In the last month, I've had a long time friend diagnosed with breast cancer and subsequently have a mastectomy, another long time friend die suddenly of a heart attack at age 45, and today I learned that a wonderful friend and fellow preeclampsia survivor has lost her second baby, who was stillborn after suffering multiple heart defects.

It just seems like everywhere I look these days I see examples of how hard, unfair and even brutal life can be. It's not like this just occurred, and the world suddenly became a difficult place full of struggling, pain and loss. I know it's always been that way, and always will be, but I guess it's just hitting close to home right now.

I have wonderful networks of friends online, in both the autism and preeclampsia communities, and we all carry burdens each day. We like to share the weight of them by leaning on others, telling our stories, complaining, venting etc, but sometimes it seems like there's just so much weight to carry that even when we share we can't lift it. Moms of precious kids on the spectrum who hurt themselves and others, don't speak, are still in diapers, and the valiant families behind them who work hard every day to give them good lives and happiness. Ladies who can't conceive, or who did so but have lost a baby due to miscarriage or through stillbirth. Moms of preemies, who delivered babies far before their time and suffer through weeks or months of hospitalization and lifelong delays or disabilities. And on top of that, illnesses and deaths in my own circle of local friends.......sometimes I think this is just too hard.

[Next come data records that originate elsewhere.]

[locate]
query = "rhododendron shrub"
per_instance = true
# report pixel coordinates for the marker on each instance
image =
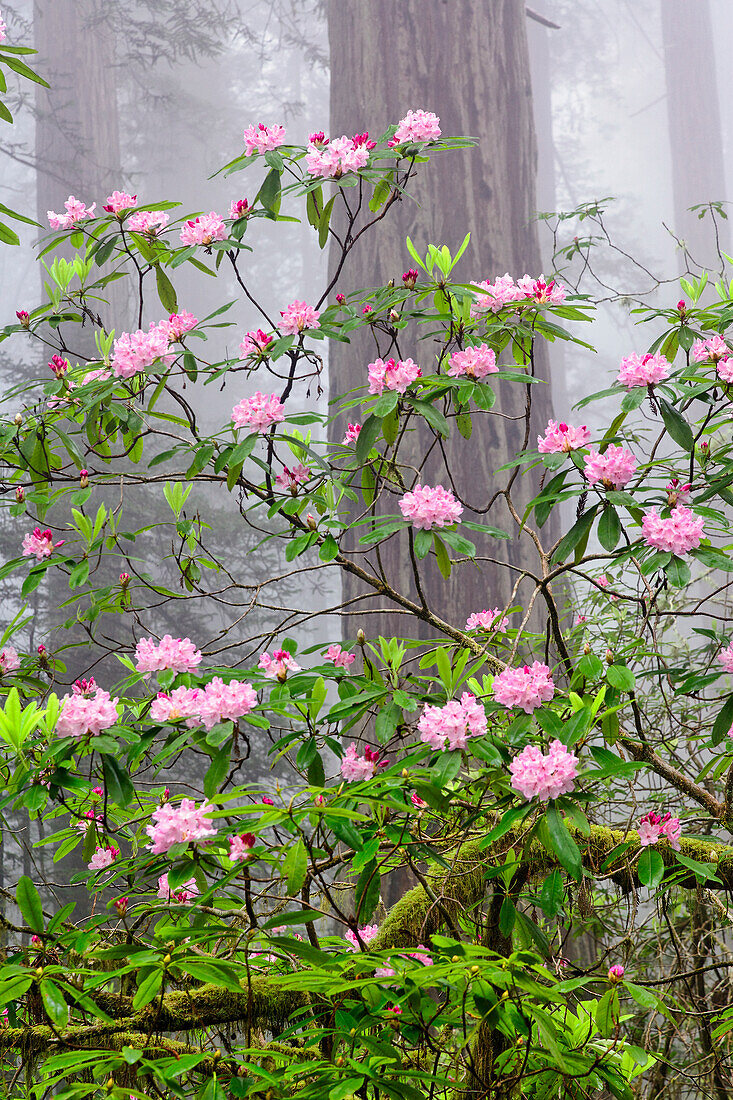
(239, 937)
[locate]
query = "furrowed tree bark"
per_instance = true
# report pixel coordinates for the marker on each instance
(469, 64)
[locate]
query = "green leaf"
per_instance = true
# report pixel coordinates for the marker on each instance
(368, 891)
(295, 867)
(165, 290)
(565, 847)
(651, 868)
(29, 902)
(676, 425)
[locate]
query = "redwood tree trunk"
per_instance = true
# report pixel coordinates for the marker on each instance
(695, 129)
(468, 62)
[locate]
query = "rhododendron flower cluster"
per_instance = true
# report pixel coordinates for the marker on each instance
(452, 724)
(75, 211)
(678, 532)
(150, 222)
(277, 666)
(643, 370)
(712, 350)
(358, 768)
(652, 827)
(185, 892)
(339, 658)
(262, 139)
(526, 688)
(331, 158)
(254, 343)
(560, 438)
(351, 435)
(259, 411)
(365, 934)
(119, 201)
(177, 824)
(416, 125)
(297, 317)
(487, 620)
(204, 230)
(177, 653)
(40, 543)
(240, 847)
(102, 857)
(474, 362)
(539, 776)
(613, 469)
(426, 507)
(86, 712)
(135, 351)
(394, 374)
(9, 660)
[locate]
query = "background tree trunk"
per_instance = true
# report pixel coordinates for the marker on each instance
(695, 133)
(469, 65)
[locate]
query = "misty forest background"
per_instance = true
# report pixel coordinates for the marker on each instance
(571, 101)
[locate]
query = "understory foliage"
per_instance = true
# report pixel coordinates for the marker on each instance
(550, 781)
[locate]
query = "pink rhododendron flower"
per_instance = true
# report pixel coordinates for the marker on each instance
(262, 139)
(119, 201)
(204, 230)
(351, 435)
(86, 713)
(725, 658)
(291, 479)
(148, 221)
(560, 438)
(135, 351)
(539, 290)
(259, 411)
(358, 768)
(102, 857)
(339, 658)
(394, 374)
(176, 824)
(679, 532)
(239, 208)
(474, 362)
(426, 507)
(367, 935)
(538, 776)
(452, 723)
(177, 325)
(297, 317)
(182, 703)
(221, 702)
(487, 620)
(712, 350)
(613, 470)
(254, 343)
(277, 666)
(331, 158)
(416, 125)
(652, 827)
(40, 543)
(496, 295)
(184, 893)
(9, 660)
(176, 653)
(240, 847)
(75, 211)
(643, 370)
(525, 688)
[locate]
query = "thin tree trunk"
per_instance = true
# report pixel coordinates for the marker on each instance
(695, 129)
(469, 63)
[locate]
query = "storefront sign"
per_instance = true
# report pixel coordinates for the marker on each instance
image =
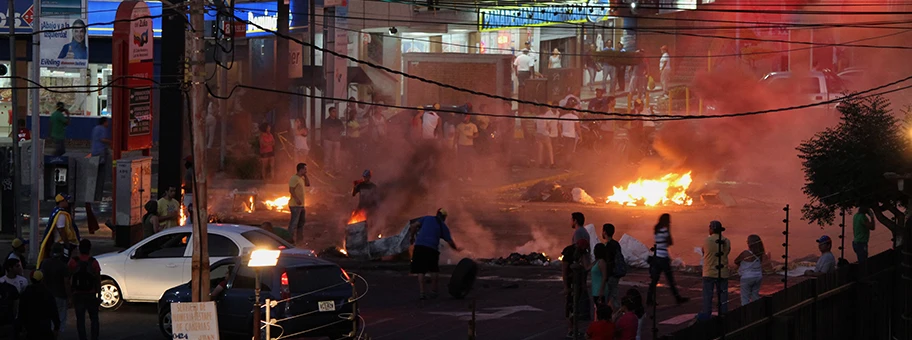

Now I know what people mean when they talk about feeling like a hamster on that stupid wheel that they like to play on. You just keep running, keep trying, but never really get anywhere. You get up in the morning, get on the wheel, and valiantly begin. Work hard all day, only to feel like you're in the exact same place by nighttime (maybe even a bit further behind, if you're tired). Sleep a bit, get up and start it all over again. Is that why they call it a rat race?

I don't want it to be that way. I don't want to have my eyes fixed on the wheel and only the wheel........I want to notice what's around me, and allow myself to enjoy the little things that DO remind you that it's worth it, this thing called life. The way little E laughs, A's hugs and how he tells me he loves me so much that he can't even carry all of his love, smiles on the faces of students when they perform well and succeed. But those things are crowded out lately, by the losses and the pain and the struggle. I'm not so sure about that saying "that which does not kill us makes us stronger." That's looking like a pile of BS right now.